Turn Waste into Treasure Process
The turn waste into treasure pyrolysis process involves several key steps, including waste pretreatment, pyrolysis incineration, and exhaust gas treatment. Each step is closely linked to ensure the efficiency, environmental friendliness, and resource utilization of the solid waste pyrolysis process.
Municipal Solid Waste Pretreatment
During the waste pretreatment stage, collected municipal solid waste must first be carefully sorted. This is because different types of waste vary significantly in composition and properties, and sorting facilitates targeted treatment. For example, waste paper, plastics, metals, glass, kitchen waste, and hazardous waste should be separated. This prevents interference between different materials during the pyrolysis process, which could affect the pyrolysis effect and product quality.
Pyrolysis of Municipal Solid Waste
Pyrolysis is the core step in the entire process of turning waste into treasure. Pre-treated waste is fed into a pyrolysis reactor and heated in an oxygen-free or anoxic environment. Strictly controlling the pyrolysis temperature and oxygen content is crucial to ensuring the pyrolysis reaction proceeds as intended.
Different types of waste require different pyrolysis temperatures. For example, lower temperatures may be sufficient for highly volatile organic compounds, while higher temperatures are required for more difficult-to-degrade materials.
During the municipal solid waste pyrolysis process, the organic matter in the waste decomposes to produce products, including pyrolysis oil, syngas and carbon black.

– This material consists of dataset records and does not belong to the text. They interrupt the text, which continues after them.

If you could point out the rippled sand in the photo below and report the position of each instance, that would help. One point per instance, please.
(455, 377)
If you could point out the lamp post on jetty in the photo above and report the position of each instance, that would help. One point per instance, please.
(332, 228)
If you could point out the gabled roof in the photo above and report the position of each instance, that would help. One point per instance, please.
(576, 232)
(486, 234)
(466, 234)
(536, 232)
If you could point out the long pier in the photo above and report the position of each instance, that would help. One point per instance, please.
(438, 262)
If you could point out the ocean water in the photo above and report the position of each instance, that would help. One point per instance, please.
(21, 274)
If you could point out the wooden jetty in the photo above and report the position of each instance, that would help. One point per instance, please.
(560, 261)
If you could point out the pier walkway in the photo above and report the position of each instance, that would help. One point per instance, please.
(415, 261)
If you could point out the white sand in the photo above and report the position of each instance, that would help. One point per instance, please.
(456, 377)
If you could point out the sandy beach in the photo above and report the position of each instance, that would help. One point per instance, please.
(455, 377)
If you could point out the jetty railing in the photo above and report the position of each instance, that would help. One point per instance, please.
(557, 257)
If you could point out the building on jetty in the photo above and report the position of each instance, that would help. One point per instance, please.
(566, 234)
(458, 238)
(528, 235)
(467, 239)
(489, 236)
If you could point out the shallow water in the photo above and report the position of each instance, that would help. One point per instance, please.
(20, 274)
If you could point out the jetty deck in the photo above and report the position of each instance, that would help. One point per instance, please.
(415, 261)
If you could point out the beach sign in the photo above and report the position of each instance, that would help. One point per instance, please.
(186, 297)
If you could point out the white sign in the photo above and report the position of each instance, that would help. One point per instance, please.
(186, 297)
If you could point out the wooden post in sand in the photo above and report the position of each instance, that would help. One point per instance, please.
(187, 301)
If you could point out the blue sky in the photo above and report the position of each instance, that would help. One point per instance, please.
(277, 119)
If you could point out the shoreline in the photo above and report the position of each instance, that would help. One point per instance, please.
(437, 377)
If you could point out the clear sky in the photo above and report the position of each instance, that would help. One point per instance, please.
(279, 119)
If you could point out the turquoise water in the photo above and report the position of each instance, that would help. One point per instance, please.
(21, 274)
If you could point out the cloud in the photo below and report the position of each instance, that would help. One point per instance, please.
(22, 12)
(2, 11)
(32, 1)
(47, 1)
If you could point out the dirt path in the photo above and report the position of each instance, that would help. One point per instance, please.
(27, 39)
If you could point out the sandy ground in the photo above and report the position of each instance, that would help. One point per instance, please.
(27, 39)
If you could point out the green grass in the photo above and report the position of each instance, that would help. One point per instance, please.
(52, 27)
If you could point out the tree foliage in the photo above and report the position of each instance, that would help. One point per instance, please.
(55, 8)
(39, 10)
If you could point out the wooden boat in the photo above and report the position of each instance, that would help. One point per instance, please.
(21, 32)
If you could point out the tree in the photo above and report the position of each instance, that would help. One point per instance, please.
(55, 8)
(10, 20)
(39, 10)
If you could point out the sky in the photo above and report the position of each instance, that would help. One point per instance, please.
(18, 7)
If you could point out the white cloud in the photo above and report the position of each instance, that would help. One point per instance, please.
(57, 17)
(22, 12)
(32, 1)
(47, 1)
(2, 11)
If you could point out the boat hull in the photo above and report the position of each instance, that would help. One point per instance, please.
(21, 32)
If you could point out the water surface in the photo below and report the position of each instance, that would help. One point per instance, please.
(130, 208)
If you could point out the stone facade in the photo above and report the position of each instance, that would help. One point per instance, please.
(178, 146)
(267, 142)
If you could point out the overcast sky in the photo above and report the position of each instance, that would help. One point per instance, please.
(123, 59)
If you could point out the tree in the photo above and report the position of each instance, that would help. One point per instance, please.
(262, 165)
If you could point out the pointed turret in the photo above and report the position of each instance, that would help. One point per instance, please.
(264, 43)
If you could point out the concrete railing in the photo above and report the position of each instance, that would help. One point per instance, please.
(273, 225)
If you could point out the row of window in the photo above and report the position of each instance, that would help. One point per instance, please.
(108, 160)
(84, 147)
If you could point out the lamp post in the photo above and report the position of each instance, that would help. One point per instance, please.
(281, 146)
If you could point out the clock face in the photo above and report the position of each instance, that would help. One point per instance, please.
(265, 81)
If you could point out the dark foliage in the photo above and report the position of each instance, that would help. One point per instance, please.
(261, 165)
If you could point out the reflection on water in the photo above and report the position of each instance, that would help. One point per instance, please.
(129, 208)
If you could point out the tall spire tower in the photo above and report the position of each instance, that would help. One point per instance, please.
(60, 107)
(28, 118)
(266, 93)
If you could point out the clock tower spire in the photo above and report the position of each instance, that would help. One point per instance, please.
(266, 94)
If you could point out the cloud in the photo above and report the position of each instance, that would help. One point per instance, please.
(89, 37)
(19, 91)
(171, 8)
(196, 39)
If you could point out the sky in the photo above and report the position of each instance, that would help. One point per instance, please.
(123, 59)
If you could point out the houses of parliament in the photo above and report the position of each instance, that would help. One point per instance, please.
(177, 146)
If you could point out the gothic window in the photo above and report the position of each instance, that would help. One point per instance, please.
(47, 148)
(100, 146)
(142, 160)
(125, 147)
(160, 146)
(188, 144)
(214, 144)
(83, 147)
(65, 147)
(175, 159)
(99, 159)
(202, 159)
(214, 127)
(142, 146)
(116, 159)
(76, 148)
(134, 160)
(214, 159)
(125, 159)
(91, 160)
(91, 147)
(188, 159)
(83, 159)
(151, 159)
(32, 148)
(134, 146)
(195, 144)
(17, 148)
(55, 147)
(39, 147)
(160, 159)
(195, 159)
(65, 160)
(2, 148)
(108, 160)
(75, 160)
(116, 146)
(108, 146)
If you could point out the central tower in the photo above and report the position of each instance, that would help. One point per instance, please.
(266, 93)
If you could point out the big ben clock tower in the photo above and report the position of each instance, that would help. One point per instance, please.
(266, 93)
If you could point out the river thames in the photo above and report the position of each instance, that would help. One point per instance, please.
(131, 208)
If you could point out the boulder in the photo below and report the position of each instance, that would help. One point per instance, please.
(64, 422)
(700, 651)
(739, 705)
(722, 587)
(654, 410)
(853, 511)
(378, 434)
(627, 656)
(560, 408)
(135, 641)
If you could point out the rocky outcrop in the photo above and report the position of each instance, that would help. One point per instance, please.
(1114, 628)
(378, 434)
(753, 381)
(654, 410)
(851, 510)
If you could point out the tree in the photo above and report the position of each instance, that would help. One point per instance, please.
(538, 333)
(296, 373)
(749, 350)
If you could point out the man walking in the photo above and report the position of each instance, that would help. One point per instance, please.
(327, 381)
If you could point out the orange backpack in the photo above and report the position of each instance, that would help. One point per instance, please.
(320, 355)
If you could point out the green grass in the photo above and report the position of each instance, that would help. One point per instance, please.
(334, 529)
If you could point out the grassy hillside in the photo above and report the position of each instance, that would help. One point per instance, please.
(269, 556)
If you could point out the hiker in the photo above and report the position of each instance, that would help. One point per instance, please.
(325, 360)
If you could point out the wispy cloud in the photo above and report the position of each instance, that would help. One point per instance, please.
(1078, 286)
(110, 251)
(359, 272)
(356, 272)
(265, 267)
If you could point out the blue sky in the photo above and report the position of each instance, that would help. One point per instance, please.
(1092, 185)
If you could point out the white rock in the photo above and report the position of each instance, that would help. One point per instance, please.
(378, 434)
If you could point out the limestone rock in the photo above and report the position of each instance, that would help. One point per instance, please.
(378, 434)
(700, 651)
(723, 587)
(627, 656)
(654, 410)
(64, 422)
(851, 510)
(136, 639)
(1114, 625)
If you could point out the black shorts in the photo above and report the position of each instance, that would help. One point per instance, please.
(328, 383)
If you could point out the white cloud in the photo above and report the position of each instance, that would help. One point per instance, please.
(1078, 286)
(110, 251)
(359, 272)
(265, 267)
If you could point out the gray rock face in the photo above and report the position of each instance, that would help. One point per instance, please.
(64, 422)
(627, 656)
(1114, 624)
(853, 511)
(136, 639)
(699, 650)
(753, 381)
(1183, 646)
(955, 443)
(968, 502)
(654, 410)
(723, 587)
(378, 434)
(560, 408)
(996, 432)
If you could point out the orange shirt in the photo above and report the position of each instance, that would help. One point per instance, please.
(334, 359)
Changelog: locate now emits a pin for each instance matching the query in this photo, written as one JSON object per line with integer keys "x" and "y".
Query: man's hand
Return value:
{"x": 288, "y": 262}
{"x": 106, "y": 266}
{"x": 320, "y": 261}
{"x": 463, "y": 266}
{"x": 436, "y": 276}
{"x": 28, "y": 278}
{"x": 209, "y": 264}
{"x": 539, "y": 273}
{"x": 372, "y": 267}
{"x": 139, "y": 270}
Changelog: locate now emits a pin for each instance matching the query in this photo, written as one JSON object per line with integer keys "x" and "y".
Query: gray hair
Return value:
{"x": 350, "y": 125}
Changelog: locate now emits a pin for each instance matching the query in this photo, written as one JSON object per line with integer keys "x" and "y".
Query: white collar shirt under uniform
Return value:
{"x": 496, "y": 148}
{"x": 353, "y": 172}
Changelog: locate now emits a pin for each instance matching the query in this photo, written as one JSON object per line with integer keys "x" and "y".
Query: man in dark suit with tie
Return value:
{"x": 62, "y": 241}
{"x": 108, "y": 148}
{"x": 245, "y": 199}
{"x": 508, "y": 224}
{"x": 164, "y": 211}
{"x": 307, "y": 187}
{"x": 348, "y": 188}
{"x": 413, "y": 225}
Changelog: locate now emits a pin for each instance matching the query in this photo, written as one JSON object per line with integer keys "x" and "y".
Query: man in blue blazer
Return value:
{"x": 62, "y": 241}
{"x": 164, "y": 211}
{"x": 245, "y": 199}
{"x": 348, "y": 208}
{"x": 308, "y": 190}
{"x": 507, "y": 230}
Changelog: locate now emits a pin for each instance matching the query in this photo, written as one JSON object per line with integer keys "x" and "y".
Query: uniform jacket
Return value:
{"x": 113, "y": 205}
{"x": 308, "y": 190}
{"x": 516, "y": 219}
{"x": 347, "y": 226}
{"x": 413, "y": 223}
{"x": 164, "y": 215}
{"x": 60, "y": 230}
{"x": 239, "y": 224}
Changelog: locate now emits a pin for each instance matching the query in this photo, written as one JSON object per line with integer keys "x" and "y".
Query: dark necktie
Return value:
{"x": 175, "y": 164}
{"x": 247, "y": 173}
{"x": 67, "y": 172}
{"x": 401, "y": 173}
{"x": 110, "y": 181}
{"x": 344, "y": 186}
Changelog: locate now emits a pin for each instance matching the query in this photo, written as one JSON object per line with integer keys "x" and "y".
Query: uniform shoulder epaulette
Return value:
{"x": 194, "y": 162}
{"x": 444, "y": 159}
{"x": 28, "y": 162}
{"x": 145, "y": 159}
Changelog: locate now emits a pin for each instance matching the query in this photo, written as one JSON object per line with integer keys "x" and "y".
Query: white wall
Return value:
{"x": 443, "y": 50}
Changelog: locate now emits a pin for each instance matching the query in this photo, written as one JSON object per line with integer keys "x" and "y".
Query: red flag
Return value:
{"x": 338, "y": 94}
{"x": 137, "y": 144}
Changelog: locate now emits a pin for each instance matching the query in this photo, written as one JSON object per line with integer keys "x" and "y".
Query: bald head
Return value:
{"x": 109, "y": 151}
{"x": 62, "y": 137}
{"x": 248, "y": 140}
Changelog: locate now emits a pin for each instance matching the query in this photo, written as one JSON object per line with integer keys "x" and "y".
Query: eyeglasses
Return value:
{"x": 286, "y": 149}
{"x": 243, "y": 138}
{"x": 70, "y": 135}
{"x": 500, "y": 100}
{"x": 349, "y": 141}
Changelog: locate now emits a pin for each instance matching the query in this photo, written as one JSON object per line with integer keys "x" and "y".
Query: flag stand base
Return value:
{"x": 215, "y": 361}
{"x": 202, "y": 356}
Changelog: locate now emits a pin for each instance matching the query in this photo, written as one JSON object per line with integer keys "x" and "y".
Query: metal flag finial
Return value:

Syngas primarily consists of carbon monoxide (CO), hydrogen (H₂), and methane (CH₄). These gases have high calorific value and can be used as fuel for power generation and heating. Pyrolysis oil is a complex organic mixture that, after further distillation refining, can be used as fuel oil. The solid carbon black can be used to make adsorbents, soil conditioners, and other products.
Exhaust Gas Treatment
The pyrolysis process of MSW produces exhaust gas, which may contain pollutants such as incompletely reacted organic matter, dust, sulfides, and nitrogen oxides. Direct discharge would cause serious atmospheric pollution. Therefore, MSW pyrolysis plant must equip with exhaust gas treatment system.
Exhaust gas treatment begins with dust removal. Cyclone separators, bag filters, and other equipment remove dust particles from the exhaust gas, making it cleaner. Next, desulfurization treatment is performed. Absorbents such as lime milk and ammonia react with sulfides in the exhaust gas, converting them into solid or liquid sulfates, thereby reducing the sulfur content in the exhaust gas. Denitrification treatment utilizes technologies such as selective catalytic reduction (SCR) or selective non-catalytic reduction (SNCR) to convert nitrogen oxides in the exhaust gas into nitrogen and water, reducing their environmental impact.
After these treatment steps, the pollutant content in the exhaust gas is significantly reduced, meeting national emission standards before discharge into the atmosphere.